Hierzu wird eine Hypothese aufgestellt, die überprüft werden soll. Festgelegt wird der dazu benötigte Studienablauf in einem Prüfplan, welcher von einer Ethikkommission und einer Bundesbehörde (BfArM) begutachtet wird. Um fundierte Aussagen treffen zu können wird eine ausreichende Kohortengröße (also die Größe einer spezifischen Probandinnengruppe zu einer medizinischen Fragestellung) benötigt. Daher unser Studienansatz für Mannheim viele Probandinnen, ca. 200, über 2 Jahre zu vermessen. Mit dieser breiten Datenbasis werden wir statistisch fundiert die Effektivität unserer innovativen Methode überzeugend darstellen können.

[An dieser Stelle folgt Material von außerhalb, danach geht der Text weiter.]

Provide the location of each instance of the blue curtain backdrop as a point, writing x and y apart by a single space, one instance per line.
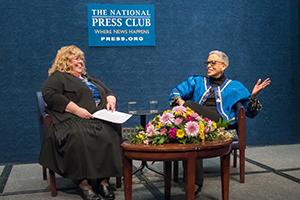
260 37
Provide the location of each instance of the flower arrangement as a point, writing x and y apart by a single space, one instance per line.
180 125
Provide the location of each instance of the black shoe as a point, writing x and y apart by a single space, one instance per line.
89 195
198 190
106 192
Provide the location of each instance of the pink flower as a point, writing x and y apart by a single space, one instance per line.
167 118
178 121
195 115
172 133
163 131
190 119
150 130
180 109
206 130
192 129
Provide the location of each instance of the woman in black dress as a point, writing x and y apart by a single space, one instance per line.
77 146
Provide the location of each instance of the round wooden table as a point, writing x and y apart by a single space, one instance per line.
170 152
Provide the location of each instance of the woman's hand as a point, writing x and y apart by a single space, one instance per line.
180 101
83 113
259 86
77 110
111 103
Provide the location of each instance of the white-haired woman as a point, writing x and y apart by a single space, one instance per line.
76 145
214 96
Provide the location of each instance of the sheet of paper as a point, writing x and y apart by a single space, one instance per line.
115 117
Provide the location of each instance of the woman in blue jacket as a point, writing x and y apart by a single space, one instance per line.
214 96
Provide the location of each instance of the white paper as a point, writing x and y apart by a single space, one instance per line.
115 117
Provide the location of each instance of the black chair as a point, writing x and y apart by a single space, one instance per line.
238 144
44 122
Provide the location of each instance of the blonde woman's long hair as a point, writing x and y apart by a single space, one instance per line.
63 57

Wie lange dauert es, bis ein solches medizinisches Verfahren zugelassen werden kann und der breiten Öffentlichkeit zur Verfügung steht?

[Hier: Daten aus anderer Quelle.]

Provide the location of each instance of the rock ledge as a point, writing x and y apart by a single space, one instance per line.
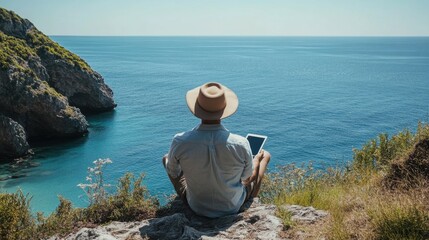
257 222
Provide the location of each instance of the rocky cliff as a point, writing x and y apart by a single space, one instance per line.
258 221
43 86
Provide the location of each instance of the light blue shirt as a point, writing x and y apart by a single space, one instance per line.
214 163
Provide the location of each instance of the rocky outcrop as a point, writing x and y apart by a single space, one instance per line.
43 85
257 222
13 140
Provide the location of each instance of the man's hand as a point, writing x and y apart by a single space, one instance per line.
256 161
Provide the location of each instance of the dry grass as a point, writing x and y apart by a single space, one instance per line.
369 199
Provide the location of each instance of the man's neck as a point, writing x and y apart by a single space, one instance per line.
210 121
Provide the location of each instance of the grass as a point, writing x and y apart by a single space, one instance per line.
43 44
359 197
360 201
130 202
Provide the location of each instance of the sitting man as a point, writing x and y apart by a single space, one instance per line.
211 169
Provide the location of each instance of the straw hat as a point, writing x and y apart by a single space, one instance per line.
212 101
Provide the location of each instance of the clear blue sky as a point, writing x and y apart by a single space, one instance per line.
226 17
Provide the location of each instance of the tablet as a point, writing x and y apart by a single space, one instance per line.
256 142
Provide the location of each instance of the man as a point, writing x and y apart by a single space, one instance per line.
209 167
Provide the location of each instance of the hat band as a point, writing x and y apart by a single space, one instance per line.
211 97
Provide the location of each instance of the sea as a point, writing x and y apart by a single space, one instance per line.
316 98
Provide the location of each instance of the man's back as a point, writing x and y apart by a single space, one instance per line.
214 162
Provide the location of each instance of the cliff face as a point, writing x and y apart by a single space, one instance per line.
13 141
44 87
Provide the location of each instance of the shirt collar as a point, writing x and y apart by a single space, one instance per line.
210 127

Dies ist keine eindeutig zu beantwortende Frage. Wenn man zum Vergleich in die Medizingeräte-Historie zurückblickt, z.B. die des MRT, sieht man, dass es häufig von ersten Ideen, über Prototypen zu kliniktauglichen Geräte und Akzeptanz häufig Jahrzehnte benötigte. Ist die Zeit nun reif, um mit der 3D-Ultraschall-Computertomographie Gesellschaft und Radiologen eine Alternative für die Brustkrebsfrühdiagnose zu bieten? Wir denken ja, und treiben deswegen 3D-USCT fokussiert voran, um das Ziel der breiten klinischen Verfügbarkeit einer zuverlässigen ultraschallbasierten Brustkrebsfrüherkennungsmethode so schnell wie möglich zu erreichen.

3D-Ultraschall-Computertomographie (3D-USCT) des KIT

Das Team des 3D-USCT, bestehend aus Projektleiterin Nicole Ruiter, Projektinitiator Prof. Hartmut Gemmeke, Torsten Hopp und Michael Zapf und vielen Studenten, entwickelt ein Verfahren der Ultraschall-Computertomographie (USCT), welches 3D-Daten liefert. Das Ziel ist es, genaue und sichere Brustkrebsvorsorge bei gleichzeitig geringer Belastung für die Patientin zu ermöglichen.